Gordon Ramsay is showing his vulnerable side. In his new Netflix docu series, “Being Gordon Ramsay,” the celebrity gets emotional, even tearing up several times while talking about his wife Tana and their six kids, as well as his strained relationship with his abusive father, Gordon Sr., an alcoholic who died of a heart attack in 1997. He was 53. “I think it’s healthy to cry,” Ramsay tells me over Zoom just days ahead of the series’ premiere, adding, “I think it’s healthy to cry.”
“Being Gordon Ramsay” chronicles his most ambitious project in his almost 30-year career, a five-restaurant and culinary school complex at the top of London’s 22 Bishopsgate skyscraper.
In no uncertain terms, Ramsay makes it clear that his father never appreciated his culinary pursuits. His dad died just as Ramsay was on the verge of launching what would become his sprawling restaurant, hospitality and media empire. The elder Ramsay was an aspiring musician. “I grew up watching my father follow a career in music that didn’t happen — that didn’t work for him,” Ramsay says. “My mates in the music business asked me, ‘How the fuck do you know so much about Gibson and Fender Strats and Telecasters? How do you know about synthesizers?'” Those unfulfilled dreams led to an unstable childhood. “I was lugging that gear up in and out of bars, in and out of Glasgow where he’d play for 60, 70 bucks a night,” Ramsay recalls. “Then he’d disappear to Nashville. They would have all the collectors at the door and my mum in tears answering the door because people were chasing her for money that my dad owed them.”

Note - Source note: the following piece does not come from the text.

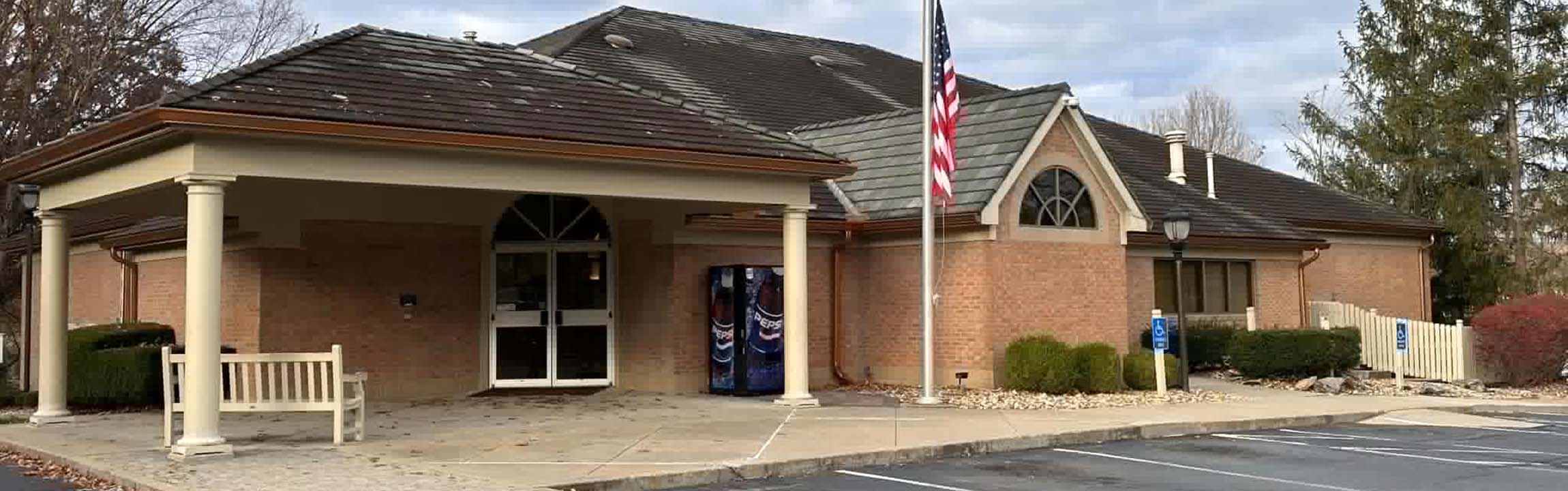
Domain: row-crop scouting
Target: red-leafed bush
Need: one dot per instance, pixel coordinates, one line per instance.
(1524, 340)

He previously opened up about his father’s emotional and physical abuse towards him, his mom and his siblings in his 2006 memoir, “Humble Pie.” “I don’t know if he was interested in what I did, I think,” Ramsay says. “I remember seeing him with a glass of red wine and he filled it up with Sprite because he tried to tell me it tasted better. I was like, oh, Jesus Christ. If my sommeliers saw this or any of my chefs heard my father talk like this, they’d think I was a fucking idiot. ‘OK, Dad, why?’ ’Well, it brings out the grape.’ I just sat there like that thinking, ‘Oh my God.’ My head was in my hands.” He continues, “I never got to cook for him, and I think in many ways I got to live with that. Maybe that’s a good thing. I think things happened for a reason, and him not being sat at the table getting looked after and spoiled in my restaurant, I don’t know if he could handle that, if I’m honest.” His mom Helen, on the other hand, “is one of the most important women in my life,” Ramsay notes. “I’ve always been a mother’s boy,” he says, smiling. “I won my first Michelin Star years ago and I said to Tana, ‘Look, I’m embarrassed. Mom’s in a high-rise, in a tenement block, and she can barely afford to pay the rent. I’m going to take out this loan.’ Mom must have been 19 when she had me. She was in her late 40s and never ever owned a property.” He bought her a three-bedroom bungalow. “That, for me, was more important than winning my first Michelin Star because mom always spoke about owning her own house, having her own bedroom, bathroom, back garden, having all the plants, the ornaments and everything,” Ramsay says. Ramsay, who turns 60 in November, admits he feels guilt for putting career before spending time with his and Tana’s eldest kids, Megan, fraternal twins Holly and Jack, and Tilly. The series shows him doting on their young sons, Oscar, 7, and Jesse, 2. “I want to be the father to my family that I never grew up with,” he says. “I’m the opposite. Everything I grew up with and witnessed, I’m the opposite. I’ve never to this day been wandering around the dining room with a glass of champagne, messing around, drinking with customers. I don’t do that.” (In one of the docu series’ most heartbreaking moments, Ramsay details his brother’s battle with heroin addiction.)
And just when viewers of the series think Bishopsgate could be his swan song, he tells Tana in the final episode – SPOILER ALERT! — that he’s thinking about opening a new place in New York City. “What the fuck would I do?” he says when I ask if he ever thinks of slowing down. “What am I going to do? Go and have matcha lattes and go to fucking yoga classes every day, and turn into a fat, lazy chef that wants to sit there and wallow on his boat? No. No. I have a responsibility to talent and I’ve made my bed, but I want to sleep in it comfortably and I do not want to retire.” “Being Gordon Ramsay” is available now on Netflix.